The term process (ξ_i) represents noise that causes fast jitter in the spike times. To incorporate slow wander in the Kuramoto formalism, a second noise process process η_i with time contant τ is required for each oscillator as in Eq. 8.

$$\frac{\text{d}{\omega }_i}{\text{d}t}=\frac{{\eta }_i}{\tau }$$ (8)

Controlling the amplitude of this noise process may be important in pathological synchrony (Wilson 2013), since a decrease in the magnitude of the noise process would favor synchronization. Although our ARMA analysis did not detect a mean-reverting term for the frequency, it is nonetheless possible that mean reversion operates on time scales greater than the ones that we studied.

Integrators vs. resonators.

Others (Schwalger and Lindner 2013) have shown that adapting neurons that behave like integrators (their spikes times are always advanced by a small excitation) possess negative correlations between adjacent ISIs. The spike times for neurons in our study are always advanced by a small excitation (Preyer and Butera 2005), but they exhibit slow trends that presumably obliterate the negative correlation that would otherwise be observed between adjacent ISIs. However, the negative correlation in ΔISI, which has not previously been noted, is manifested instead. Some neurons do not behave like integrators but instead are resonators (Izhikevich 2007) whose spike times can be delayed by small excitations and cannot fire arbitrarily slowly. It is possible that neurons that are resonators rather than integrators will synchronize more robustly, despite the presence of fluctuations in their periods (Tikidji-Hamburyan et al. 2015).

Conclusions.

We described the correlational structure of the sequence of ISIs in a population of spontaneously pacemaking invertebrate neurons.
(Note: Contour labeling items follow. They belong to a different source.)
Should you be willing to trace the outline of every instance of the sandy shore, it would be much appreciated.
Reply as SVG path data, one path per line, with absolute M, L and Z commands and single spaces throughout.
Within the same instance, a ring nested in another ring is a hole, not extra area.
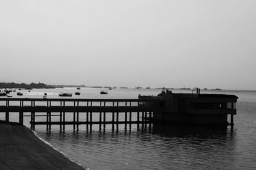
M 0 169 L 84 169 L 26 127 L 0 123 Z

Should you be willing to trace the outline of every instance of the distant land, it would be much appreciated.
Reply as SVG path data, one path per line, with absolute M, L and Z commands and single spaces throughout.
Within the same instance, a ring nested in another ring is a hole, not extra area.
M 0 82 L 0 89 L 54 89 L 63 87 L 85 87 L 85 85 L 47 85 L 40 82 L 38 83 L 31 83 L 30 84 Z

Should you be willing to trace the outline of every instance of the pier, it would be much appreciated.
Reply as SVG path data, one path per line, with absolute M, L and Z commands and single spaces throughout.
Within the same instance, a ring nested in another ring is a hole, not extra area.
M 16 113 L 19 124 L 23 125 L 24 118 L 29 117 L 32 129 L 36 125 L 46 125 L 50 131 L 52 125 L 60 125 L 61 130 L 72 125 L 78 130 L 82 124 L 150 124 L 154 112 L 163 110 L 161 99 L 1 98 L 0 102 L 6 122 L 10 122 L 10 113 Z M 67 116 L 72 120 L 67 120 Z
M 30 118 L 30 125 L 59 125 L 65 130 L 72 125 L 78 130 L 85 124 L 166 124 L 234 125 L 236 115 L 234 95 L 181 94 L 163 90 L 157 96 L 139 96 L 139 99 L 28 99 L 0 98 L 0 113 L 10 122 L 10 113 L 19 115 L 19 122 Z M 228 116 L 230 115 L 229 122 Z

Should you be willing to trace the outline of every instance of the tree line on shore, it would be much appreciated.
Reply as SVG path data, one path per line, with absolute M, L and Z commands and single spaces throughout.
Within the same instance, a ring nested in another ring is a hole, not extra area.
M 53 89 L 55 88 L 52 85 L 48 85 L 45 83 L 39 82 L 38 83 L 31 83 L 26 84 L 24 83 L 3 83 L 0 82 L 0 89 L 3 88 L 12 88 L 12 89 Z

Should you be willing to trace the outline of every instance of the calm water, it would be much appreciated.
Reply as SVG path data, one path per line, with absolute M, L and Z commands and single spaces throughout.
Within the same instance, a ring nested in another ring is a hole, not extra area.
M 60 92 L 76 91 L 72 88 L 22 90 L 22 97 L 41 98 L 46 92 L 48 98 L 54 98 Z M 100 96 L 100 91 L 81 89 L 81 95 L 72 97 L 137 99 L 139 94 L 160 92 L 156 89 L 116 89 Z M 45 125 L 37 125 L 36 132 L 68 158 L 90 169 L 255 169 L 256 92 L 221 92 L 239 97 L 233 129 L 134 125 L 125 130 L 121 125 L 114 129 L 107 125 L 105 129 L 95 125 L 92 129 L 80 125 L 79 132 L 74 132 L 72 125 L 66 125 L 63 132 L 59 126 L 53 125 L 49 133 Z M 29 127 L 28 120 L 26 121 Z

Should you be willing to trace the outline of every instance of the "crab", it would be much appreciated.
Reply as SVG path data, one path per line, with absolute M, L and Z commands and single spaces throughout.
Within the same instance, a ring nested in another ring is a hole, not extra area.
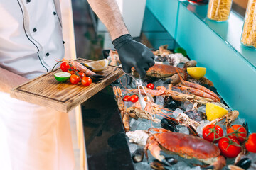
M 171 78 L 172 80 L 171 83 L 176 83 L 174 81 L 179 81 L 178 76 L 177 74 L 176 67 L 171 65 L 164 65 L 155 64 L 153 67 L 150 67 L 146 72 L 146 75 L 151 77 L 156 77 L 161 79 L 167 79 Z M 178 71 L 186 79 L 188 74 L 184 69 L 177 68 Z M 178 78 L 178 80 L 177 80 Z
M 166 160 L 164 150 L 176 154 L 186 159 L 195 158 L 210 164 L 206 169 L 221 169 L 226 164 L 224 157 L 220 155 L 220 151 L 214 144 L 200 137 L 183 133 L 172 132 L 166 129 L 152 128 L 149 130 L 159 132 L 152 134 L 147 140 L 144 151 L 146 157 L 147 150 L 159 161 L 170 166 Z

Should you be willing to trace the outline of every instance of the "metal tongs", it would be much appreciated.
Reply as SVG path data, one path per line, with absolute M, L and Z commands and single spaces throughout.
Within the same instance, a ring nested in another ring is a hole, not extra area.
M 124 72 L 125 73 L 125 72 Z M 136 83 L 136 85 L 138 86 L 138 90 L 139 90 L 139 103 L 142 106 L 142 108 L 143 110 L 145 110 L 145 108 L 146 108 L 146 101 L 144 101 L 142 95 L 142 93 L 141 93 L 141 88 L 143 89 L 144 92 L 145 93 L 146 96 L 146 98 L 147 98 L 147 100 L 149 101 L 151 101 L 151 102 L 153 102 L 154 103 L 154 98 L 152 98 L 152 96 L 149 94 L 149 93 L 146 93 L 146 90 L 144 89 L 144 87 L 142 86 L 142 79 L 140 78 L 140 76 L 139 77 L 139 81 L 136 79 L 136 78 L 132 75 L 132 74 L 130 73 L 125 73 L 125 74 L 131 76 L 134 81 L 135 81 L 135 83 Z

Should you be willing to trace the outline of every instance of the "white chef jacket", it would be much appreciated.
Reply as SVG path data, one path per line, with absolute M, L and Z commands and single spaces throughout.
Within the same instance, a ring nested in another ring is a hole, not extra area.
M 0 0 L 0 67 L 32 79 L 63 56 L 58 0 Z M 74 167 L 68 115 L 0 92 L 0 169 Z
M 28 79 L 64 56 L 59 1 L 0 0 L 0 67 Z

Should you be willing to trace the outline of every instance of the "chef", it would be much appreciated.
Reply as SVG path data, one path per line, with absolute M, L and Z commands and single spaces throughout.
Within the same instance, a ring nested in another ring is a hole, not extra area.
M 132 40 L 115 1 L 88 2 L 107 28 L 123 70 L 134 67 L 144 76 L 154 55 Z M 58 0 L 0 1 L 1 169 L 74 169 L 68 115 L 9 95 L 11 88 L 50 72 L 63 57 Z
We found a succinct ARIMA representation for how the ISI of endogenously spiking neurons varies as a function of time. Although the identity of the channel populations mediating fast jitter and slow wander has not yet been experimentally verified, our simulations suggest that a single stochastic channel population mediating slowly adapting currents can account for the correlational structure of our ISI process. Together, these data support the notion that oscillatory neurons process information differently than noise-driven neurons, which are frequently modeled as Poisson point processes under the assumption that sequential ISIs are independent. We have begun to lay the groundwork for point process modeling of nonstationary oscillatory neurons in which sequential ISIs are not independent. Oscillatory neurons are ubiquitous in the basal ganglia, and include dopaminergic neurons in the mesencephalon, tonically active cholinergic neurons in the striatum, as well as the principal neurons in the output nuclei, including the globus pallidus and the substantia nigra par reticulata (Surmeier et al. 2005). Pacemakers have also been identified in the inferior olive (Lang 2001), the pons (Williams and Marshall 1987), and the neonatal spinal cord (Li et al. 2015). It has been suggested that hippocampal pyramidal neurons may act as autonomous pacemakers under certain conditions in vivo (Yamada-Hanff and Bean 2013). The mechanism we present here for nonstationary ISIs may serve to prevent excessive and potentially pathological synchrony, both in terms of the fraction of the population that is synchronized as well as the duration of synchronized episodes. Moreover, these results address an important problem in neuroscience, because they allow the detection of adaptation currents and mechanisms for integration of noisy fluctuations using only spike times, which can be obtained from baseline extracellular recordings.

GRANTS

This work was funded by National Institute of Neurological Disorders and Stroke Grant R01 NS-054281 under the Collaborative Research in Computational Neuroscience Program and by the National Institute of Biomedical Imaging and Bioengineering Grant R01 EB-016407.

DISCLOSURES

No conflicts of interest, financial or otherwise, are declared by the author(s).

AUTHOR CONTRIBUTIONS

S.E.N. performed experiments; S.E.N. analyzed data; S.E.N., R.J.B., and C.C.C. interpreted results of experiments; S.E.N. and C.C.C. prepared figures; S.E.N. and C.C.C. drafted manuscript; S.E.N., R.J.B., and C.C.C. edited and revised manuscript; S.E.N., R.J.B., and C.C.C. approved final version of manuscript; R.J.B. and C.C.C. conception and design of research.